According to Waller, the trick is all about perception and expectation. Because we know an echo is just that—an echo—we perceive it as such. Manipulate our other senses, and hence our expectations, so that we can be tricked into thinking that it's something else, say, in virtual reality, and the illusion becomes a whole lot more convincing.

Many approaches to virtual reality rely on stimuli other than visual cues to convince users that they're somewhere other than where they really are. Doctors using virtual reality to treat heroin addiction through behavioural therapy, for example, use smell to convince patients that they're really at a party with a large Hawaiian pizza and loads of pot.

Similarly, setting up concave surfaces in particular arrangements around someone being fed convincing visual cues and appropriate sounds could serve to trick someone into believing giant objects are in front of them, just like our pre-modern ancestors.

"I think that there are ways of manipulating peoples' perception to make them experience that kind of thing in a virtual setting," Waller said. "For example, if you had a scenario where there's a gigantic dinosaur, or a UFO, or a giant pillar moving across the screen, you could have a set-up that generates an interference pattern that would make the person feel as if there's this massive object walking right in front of them."

This approach would likely be costly to implement due to the cost of many concave bowls, but Waller notes that an iMax theatre might do the trick just as well.

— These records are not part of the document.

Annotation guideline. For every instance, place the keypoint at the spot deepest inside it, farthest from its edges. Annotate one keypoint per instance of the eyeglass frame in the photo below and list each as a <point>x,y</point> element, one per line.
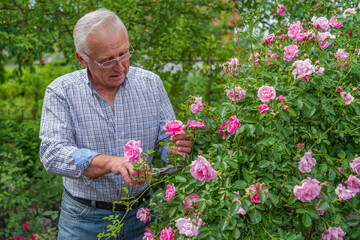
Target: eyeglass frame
<point>115,59</point>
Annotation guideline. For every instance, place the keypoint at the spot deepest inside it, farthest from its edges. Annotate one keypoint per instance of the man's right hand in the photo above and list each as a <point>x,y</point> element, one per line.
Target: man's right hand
<point>104,164</point>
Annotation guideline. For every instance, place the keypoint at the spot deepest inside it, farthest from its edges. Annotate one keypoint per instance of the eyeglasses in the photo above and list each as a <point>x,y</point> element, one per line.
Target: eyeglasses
<point>112,62</point>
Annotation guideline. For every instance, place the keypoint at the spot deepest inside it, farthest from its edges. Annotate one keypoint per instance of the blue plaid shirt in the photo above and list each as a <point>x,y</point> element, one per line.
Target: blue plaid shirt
<point>77,124</point>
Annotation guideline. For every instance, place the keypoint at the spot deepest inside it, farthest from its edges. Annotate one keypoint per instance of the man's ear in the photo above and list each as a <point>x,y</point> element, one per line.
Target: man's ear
<point>81,60</point>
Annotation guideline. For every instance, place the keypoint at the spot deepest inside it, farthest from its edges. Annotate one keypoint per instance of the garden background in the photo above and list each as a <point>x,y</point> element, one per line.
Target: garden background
<point>184,42</point>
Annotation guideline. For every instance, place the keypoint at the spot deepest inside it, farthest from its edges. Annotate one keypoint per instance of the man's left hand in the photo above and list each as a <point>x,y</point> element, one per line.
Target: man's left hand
<point>183,145</point>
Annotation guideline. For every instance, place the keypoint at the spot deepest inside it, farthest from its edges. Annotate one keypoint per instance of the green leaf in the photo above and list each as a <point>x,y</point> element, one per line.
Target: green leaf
<point>240,184</point>
<point>273,198</point>
<point>179,178</point>
<point>223,224</point>
<point>255,216</point>
<point>306,219</point>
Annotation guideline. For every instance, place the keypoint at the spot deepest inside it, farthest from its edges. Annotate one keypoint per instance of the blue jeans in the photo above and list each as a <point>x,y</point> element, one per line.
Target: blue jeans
<point>82,222</point>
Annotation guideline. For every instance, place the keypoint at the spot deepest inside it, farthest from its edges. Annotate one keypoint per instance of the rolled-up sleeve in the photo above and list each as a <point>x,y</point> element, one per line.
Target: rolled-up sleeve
<point>58,151</point>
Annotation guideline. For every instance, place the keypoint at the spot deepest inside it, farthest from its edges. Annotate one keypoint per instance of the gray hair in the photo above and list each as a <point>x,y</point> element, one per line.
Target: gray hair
<point>100,22</point>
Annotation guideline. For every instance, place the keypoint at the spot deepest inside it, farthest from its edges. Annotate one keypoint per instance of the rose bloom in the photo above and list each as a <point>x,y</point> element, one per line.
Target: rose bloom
<point>239,93</point>
<point>143,214</point>
<point>233,124</point>
<point>306,162</point>
<point>266,93</point>
<point>133,151</point>
<point>148,235</point>
<point>202,170</point>
<point>174,127</point>
<point>221,132</point>
<point>281,10</point>
<point>355,165</point>
<point>193,124</point>
<point>290,52</point>
<point>170,192</point>
<point>309,189</point>
<point>341,55</point>
<point>256,189</point>
<point>349,10</point>
<point>241,210</point>
<point>335,23</point>
<point>303,68</point>
<point>263,108</point>
<point>294,30</point>
<point>281,98</point>
<point>189,227</point>
<point>269,39</point>
<point>347,97</point>
<point>191,201</point>
<point>321,23</point>
<point>333,233</point>
<point>167,234</point>
<point>353,184</point>
<point>343,193</point>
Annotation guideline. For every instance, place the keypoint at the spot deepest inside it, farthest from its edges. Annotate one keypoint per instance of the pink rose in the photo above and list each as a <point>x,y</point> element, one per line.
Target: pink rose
<point>281,10</point>
<point>193,124</point>
<point>294,30</point>
<point>309,189</point>
<point>202,170</point>
<point>189,227</point>
<point>143,214</point>
<point>231,66</point>
<point>174,127</point>
<point>233,124</point>
<point>167,234</point>
<point>148,235</point>
<point>221,132</point>
<point>281,98</point>
<point>307,162</point>
<point>347,97</point>
<point>335,23</point>
<point>269,39</point>
<point>190,202</point>
<point>290,52</point>
<point>266,93</point>
<point>239,93</point>
<point>324,45</point>
<point>333,233</point>
<point>263,108</point>
<point>254,191</point>
<point>241,210</point>
<point>320,212</point>
<point>349,10</point>
<point>343,193</point>
<point>170,192</point>
<point>133,151</point>
<point>355,165</point>
<point>321,23</point>
<point>341,55</point>
<point>303,68</point>
<point>353,184</point>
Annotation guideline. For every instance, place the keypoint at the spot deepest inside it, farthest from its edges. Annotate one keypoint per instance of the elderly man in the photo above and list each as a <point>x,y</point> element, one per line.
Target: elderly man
<point>89,115</point>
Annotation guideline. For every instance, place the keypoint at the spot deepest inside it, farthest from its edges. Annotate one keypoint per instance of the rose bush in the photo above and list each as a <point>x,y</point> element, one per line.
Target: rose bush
<point>290,170</point>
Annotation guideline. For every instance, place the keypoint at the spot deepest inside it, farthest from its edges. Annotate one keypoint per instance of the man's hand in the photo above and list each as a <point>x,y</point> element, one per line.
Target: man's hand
<point>183,145</point>
<point>104,164</point>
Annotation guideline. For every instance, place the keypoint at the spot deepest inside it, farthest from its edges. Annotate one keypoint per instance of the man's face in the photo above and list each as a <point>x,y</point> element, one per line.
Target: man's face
<point>104,49</point>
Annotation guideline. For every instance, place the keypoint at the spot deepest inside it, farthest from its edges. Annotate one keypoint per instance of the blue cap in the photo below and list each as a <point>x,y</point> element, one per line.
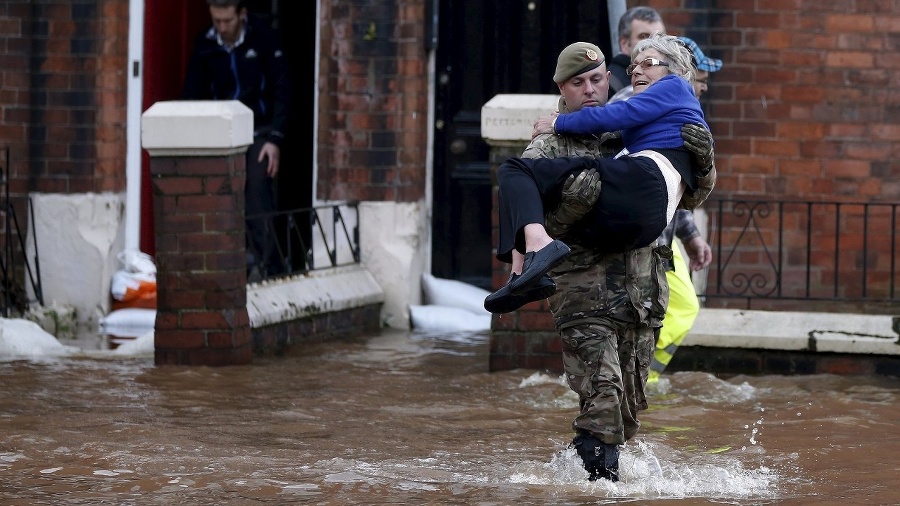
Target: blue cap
<point>703,62</point>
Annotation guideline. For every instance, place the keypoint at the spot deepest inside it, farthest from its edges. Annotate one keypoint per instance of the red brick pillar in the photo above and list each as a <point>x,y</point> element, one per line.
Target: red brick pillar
<point>197,170</point>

At the moment, there are no plans to exploit or easily-tricked brains' propensity for misperceiving aural cues in virtual reality, but it does make a lot of sense.

Imagine, for example, being in a virtual reality warzone and hearing bombs and bullets echo convincingly off the buildings around you, which you perceive to be actually there? Of course, I'd have to resist the temptation to have some of my usual fun with echoes: shouting obscenities my mom would be ashamed of me for.